Visioni

Il rinascimento di Jim O’Rourke

Il rinascimento di Jim O’RourkeJim O'Rourke – foto di Massimo Golfieri

Live Per l'apertura della trentatreesima edizione di AngelicA Festival il ritorno in Italia dell'artista chicagoano di stanza a Tokyo

Pubblicato più di un anno faEdizione del 6 maggio 2023

Inaugurazione prestigiosa per la trentatreesima edizione di AngelicA Festival con il ritorno in Italia dopo anni di Jim O’Rourke, chicagoano di stanza a Tokyo, vero e proprio uomo rinascimentale capace nel tempo di incidere un solco nella contemporaneità, spaziando in ambiti sonori tra i più lontani: elettroacustica, improvvisazione, canzone evoluta, ruggini rock su cui sono piovuti consensi da ogni dove, il ruolo di produttore (c’è lui al mixer nell’ultimo di Fire!Orchestra), quello di cantante, autore, compositore. Proprio in quest’ultima veste lo abbiamo visto in azione al Teatro San Leonardo, intento a distillare suoni al computer con Eiko Ishibashi, autrice della premiata colonna sonora di Drive My Car, poliedrica nel vagare tra ambient e songwriting sghembo e raffinato. Dopo Torino, Padova e Salerno il duo approda a Bologna per un doppio set da tutto esaurito a testimoniare la febbrile attesa. C’è chi è venuto da Roma, chi da Milano o dall’Abruzzo, chi lo ha conosciuto come bassista dei Sonic Youth, chi è rimasto folgorato dai suoi dischi avant-pop, chi dai Gastr Del Sol, chi colleziona tutte le sue uscite elettroniche, pubblicate solo su Bandcamp.

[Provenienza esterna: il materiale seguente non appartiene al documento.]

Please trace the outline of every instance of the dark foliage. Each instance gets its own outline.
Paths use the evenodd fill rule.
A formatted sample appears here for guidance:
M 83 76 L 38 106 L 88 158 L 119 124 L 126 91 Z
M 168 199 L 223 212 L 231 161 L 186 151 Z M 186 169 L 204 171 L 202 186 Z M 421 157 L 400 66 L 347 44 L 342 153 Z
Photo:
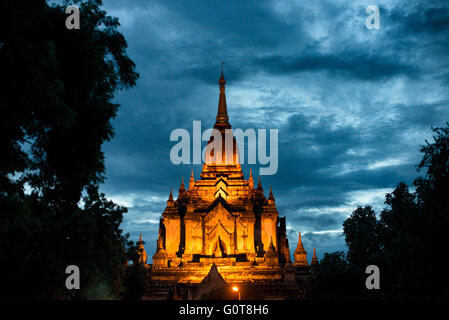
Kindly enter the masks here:
M 0 3 L 0 265 L 6 298 L 115 298 L 130 243 L 126 208 L 98 191 L 119 89 L 138 74 L 101 1 Z M 77 265 L 81 290 L 65 288 Z M 75 293 L 76 292 L 76 293 Z
M 308 283 L 311 298 L 449 298 L 449 123 L 421 148 L 415 192 L 399 183 L 377 218 L 358 207 L 343 223 L 348 252 L 326 254 Z M 380 290 L 367 290 L 368 265 L 380 268 Z
M 325 253 L 318 268 L 306 281 L 306 292 L 313 299 L 347 299 L 357 291 L 357 282 L 344 252 Z
M 147 277 L 148 269 L 141 263 L 133 263 L 126 268 L 122 298 L 125 300 L 141 299 Z

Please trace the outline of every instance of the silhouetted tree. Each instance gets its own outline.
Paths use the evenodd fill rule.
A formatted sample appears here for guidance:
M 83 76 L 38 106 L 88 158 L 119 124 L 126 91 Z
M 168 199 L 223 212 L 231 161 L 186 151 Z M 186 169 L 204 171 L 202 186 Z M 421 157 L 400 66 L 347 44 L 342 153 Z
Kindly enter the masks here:
M 133 263 L 125 270 L 121 297 L 125 300 L 139 300 L 145 291 L 148 269 L 141 263 Z
M 351 299 L 359 285 L 343 251 L 325 253 L 315 272 L 306 281 L 309 299 Z
M 118 89 L 138 74 L 118 20 L 101 1 L 0 3 L 0 265 L 8 298 L 117 297 L 126 266 L 126 208 L 98 191 Z M 68 5 L 68 4 L 67 4 Z M 65 268 L 81 292 L 65 289 Z
M 145 241 L 143 241 L 143 244 L 145 244 Z M 120 293 L 122 299 L 139 300 L 142 298 L 145 291 L 145 285 L 147 283 L 146 280 L 148 278 L 148 269 L 147 266 L 139 263 L 140 254 L 141 252 L 137 244 L 130 241 L 127 250 L 127 257 L 128 261 L 132 261 L 132 264 L 125 270 L 124 286 L 122 292 Z
M 367 265 L 376 264 L 380 250 L 379 224 L 371 206 L 358 207 L 343 222 L 343 232 L 348 246 L 348 262 L 358 272 Z
M 420 225 L 416 197 L 401 182 L 385 196 L 385 204 L 389 207 L 382 210 L 379 221 L 379 241 L 383 249 L 379 262 L 382 290 L 389 296 L 406 296 L 408 289 L 404 281 Z
M 386 195 L 380 219 L 366 206 L 344 221 L 347 257 L 325 255 L 309 282 L 312 298 L 449 298 L 449 123 L 433 131 L 421 148 L 418 169 L 426 174 L 415 179 L 416 191 L 401 182 Z M 380 291 L 364 290 L 370 264 L 380 268 Z
M 421 147 L 418 169 L 426 174 L 414 181 L 420 229 L 413 241 L 409 283 L 414 295 L 449 298 L 449 123 L 433 132 L 433 142 L 426 140 Z

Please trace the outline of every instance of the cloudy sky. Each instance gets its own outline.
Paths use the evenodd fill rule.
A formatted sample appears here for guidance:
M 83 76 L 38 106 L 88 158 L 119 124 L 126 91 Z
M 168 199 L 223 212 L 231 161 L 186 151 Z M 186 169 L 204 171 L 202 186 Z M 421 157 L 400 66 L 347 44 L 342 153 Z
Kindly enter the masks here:
M 380 8 L 367 29 L 366 7 Z M 357 205 L 418 174 L 419 146 L 449 120 L 447 1 L 105 0 L 119 17 L 140 79 L 117 95 L 115 138 L 104 146 L 107 196 L 126 205 L 123 229 L 149 255 L 170 188 L 193 167 L 170 161 L 170 133 L 214 123 L 225 62 L 233 128 L 279 130 L 279 169 L 263 176 L 290 250 L 344 250 Z M 257 166 L 252 166 L 258 172 Z M 245 176 L 249 167 L 244 166 Z M 257 179 L 257 174 L 256 174 Z

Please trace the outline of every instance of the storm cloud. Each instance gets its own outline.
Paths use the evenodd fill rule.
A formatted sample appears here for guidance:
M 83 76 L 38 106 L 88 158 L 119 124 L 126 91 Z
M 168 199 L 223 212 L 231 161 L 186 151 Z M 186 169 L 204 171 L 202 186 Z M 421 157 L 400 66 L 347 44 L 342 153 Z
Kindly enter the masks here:
M 233 128 L 279 130 L 279 170 L 263 176 L 290 250 L 345 250 L 342 222 L 357 205 L 381 210 L 399 181 L 417 176 L 431 126 L 449 120 L 447 1 L 119 1 L 141 77 L 120 92 L 115 138 L 104 146 L 103 191 L 127 205 L 122 227 L 149 255 L 170 188 L 200 165 L 173 165 L 172 130 L 213 125 L 220 63 Z M 244 165 L 258 172 L 256 165 Z M 257 179 L 257 177 L 256 177 Z

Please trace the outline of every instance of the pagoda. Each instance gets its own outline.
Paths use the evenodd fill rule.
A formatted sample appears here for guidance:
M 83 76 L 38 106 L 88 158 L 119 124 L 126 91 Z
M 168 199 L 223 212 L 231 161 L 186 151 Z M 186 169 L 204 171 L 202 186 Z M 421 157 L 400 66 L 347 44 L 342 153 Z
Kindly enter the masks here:
M 271 187 L 266 198 L 260 177 L 257 186 L 251 171 L 245 179 L 235 137 L 226 148 L 231 124 L 223 69 L 218 83 L 214 129 L 221 134 L 222 149 L 208 152 L 206 147 L 199 179 L 192 170 L 187 189 L 181 179 L 176 200 L 170 190 L 144 298 L 157 298 L 155 288 L 159 298 L 193 297 L 210 270 L 226 283 L 260 288 L 264 298 L 298 297 L 298 279 L 309 273 L 301 237 L 292 263 L 285 217 L 279 217 Z

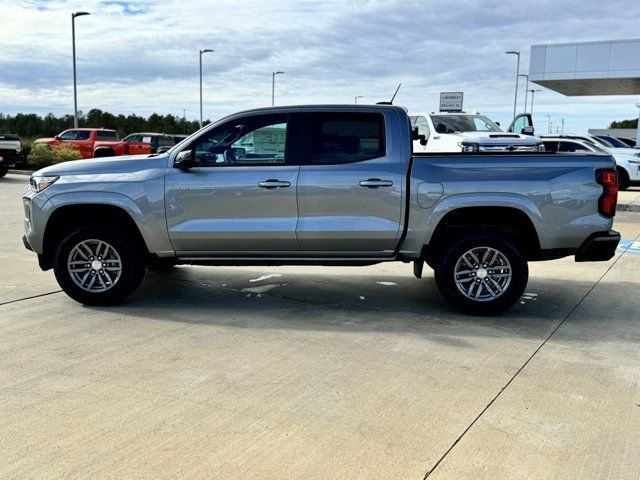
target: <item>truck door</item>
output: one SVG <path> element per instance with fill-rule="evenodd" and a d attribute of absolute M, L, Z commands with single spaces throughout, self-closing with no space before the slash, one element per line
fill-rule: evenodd
<path fill-rule="evenodd" d="M 195 162 L 167 169 L 167 226 L 178 254 L 299 252 L 299 139 L 293 111 L 236 116 L 172 154 Z"/>
<path fill-rule="evenodd" d="M 516 115 L 507 132 L 518 133 L 524 135 L 533 135 L 533 119 L 530 113 L 521 113 Z"/>
<path fill-rule="evenodd" d="M 305 115 L 308 151 L 298 178 L 296 230 L 302 250 L 392 253 L 402 225 L 399 131 L 409 127 L 399 127 L 396 115 L 392 110 Z M 395 123 L 389 124 L 392 118 Z"/>

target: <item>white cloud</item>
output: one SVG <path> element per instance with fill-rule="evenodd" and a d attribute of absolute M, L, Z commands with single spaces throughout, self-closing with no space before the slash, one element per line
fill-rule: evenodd
<path fill-rule="evenodd" d="M 195 118 L 198 49 L 204 57 L 205 116 L 263 106 L 271 72 L 280 104 L 388 99 L 412 111 L 437 107 L 438 94 L 463 90 L 465 104 L 508 123 L 514 61 L 537 43 L 634 38 L 640 4 L 537 1 L 506 4 L 452 0 L 0 0 L 0 109 L 6 113 L 72 110 L 71 29 L 76 21 L 79 108 Z M 624 12 L 624 15 L 622 15 Z M 629 19 L 629 20 L 627 20 Z M 519 104 L 522 105 L 522 97 Z M 546 114 L 584 131 L 632 118 L 635 99 L 536 94 Z"/>

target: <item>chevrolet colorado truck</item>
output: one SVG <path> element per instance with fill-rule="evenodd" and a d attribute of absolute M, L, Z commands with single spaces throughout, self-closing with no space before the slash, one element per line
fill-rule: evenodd
<path fill-rule="evenodd" d="M 105 128 L 73 128 L 53 138 L 39 138 L 35 143 L 55 147 L 73 145 L 82 158 L 115 157 L 128 154 L 127 144 L 118 140 L 115 130 Z"/>
<path fill-rule="evenodd" d="M 519 300 L 527 262 L 614 255 L 609 155 L 416 154 L 415 135 L 397 106 L 234 114 L 163 154 L 34 173 L 24 243 L 88 305 L 121 302 L 149 263 L 400 261 L 479 315 Z"/>

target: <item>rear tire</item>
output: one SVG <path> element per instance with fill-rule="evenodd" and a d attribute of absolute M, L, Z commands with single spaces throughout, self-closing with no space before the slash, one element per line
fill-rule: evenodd
<path fill-rule="evenodd" d="M 85 305 L 115 305 L 144 277 L 144 252 L 115 226 L 85 224 L 63 237 L 53 270 L 64 292 Z"/>
<path fill-rule="evenodd" d="M 7 165 L 0 165 L 0 178 L 9 173 L 9 167 Z"/>
<path fill-rule="evenodd" d="M 626 190 L 631 186 L 631 180 L 629 174 L 624 168 L 618 168 L 618 189 Z"/>
<path fill-rule="evenodd" d="M 497 232 L 454 237 L 441 251 L 435 270 L 445 300 L 470 315 L 504 312 L 520 299 L 528 278 L 518 244 Z"/>

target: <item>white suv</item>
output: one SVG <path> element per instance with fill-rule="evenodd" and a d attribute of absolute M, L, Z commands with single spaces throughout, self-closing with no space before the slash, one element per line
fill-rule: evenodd
<path fill-rule="evenodd" d="M 544 150 L 540 139 L 534 137 L 533 128 L 524 115 L 513 125 L 530 133 L 503 132 L 484 115 L 477 113 L 426 113 L 413 115 L 411 124 L 417 130 L 413 142 L 414 152 L 535 152 Z M 528 123 L 528 124 L 527 124 Z"/>

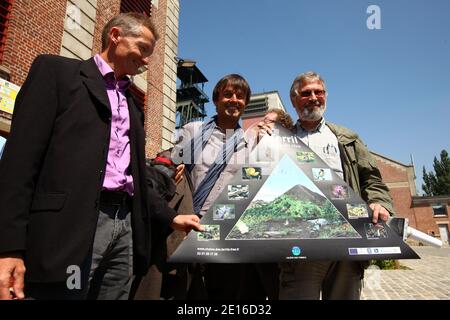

Nei mille passaggi affiorano tante suggestioni: Big Bang, un frinire di cicale digitali, la Sagra della Primavera al silicio, un brulicare di punti interrogativi free, ombre antiche di canti sacri.

IL MAESTRO e  Ishibashi ci conducono in un viaggio da ambient del dopo-bomba o da sveglia psichica, automatica, in un mondo onirico, ipervelocizzato. Colpiscono la qualità orchestrale della composizione, la sua natura di sinfonia elettronica, l’uso delle dinamiche, delle pause, l’ampio respiro e l’intelligenza di non raggiungere mai un picco, muovendosi imprevedibilmente nel flusso. I suoni prodotti dai Mac dei due sono immaginifici, come in un pachinko psichedelico. Nei mille passaggi affiorano tante suggestioni: Big Bang, un frinire di cicale digitali, la Sagra della Primavera al silicio, un brulicare di punti interrogativi free, ombre antiche di canti sacri. A tratti siamo dalle parti dei pezzi per flauto di Stockhausen proiettati su scintillanti fondali in HD; poi un vaghissimo blues da un mondo senza gravità, per approdare infine a un glitch di carillon dove viene accennata una voce di sirena. Ishibashi usa il traverso come un synth, trasfigurandolo: tutto si tiene in questo trattato di  scienza del dettaglio. Una musica capace di muoversi e (com)muovere senza un battito a irrorare di ritmo e sangue un corpo di elettronica organica, celeste. Manipolazioni, allusioni, deviazioni: illuminazioni.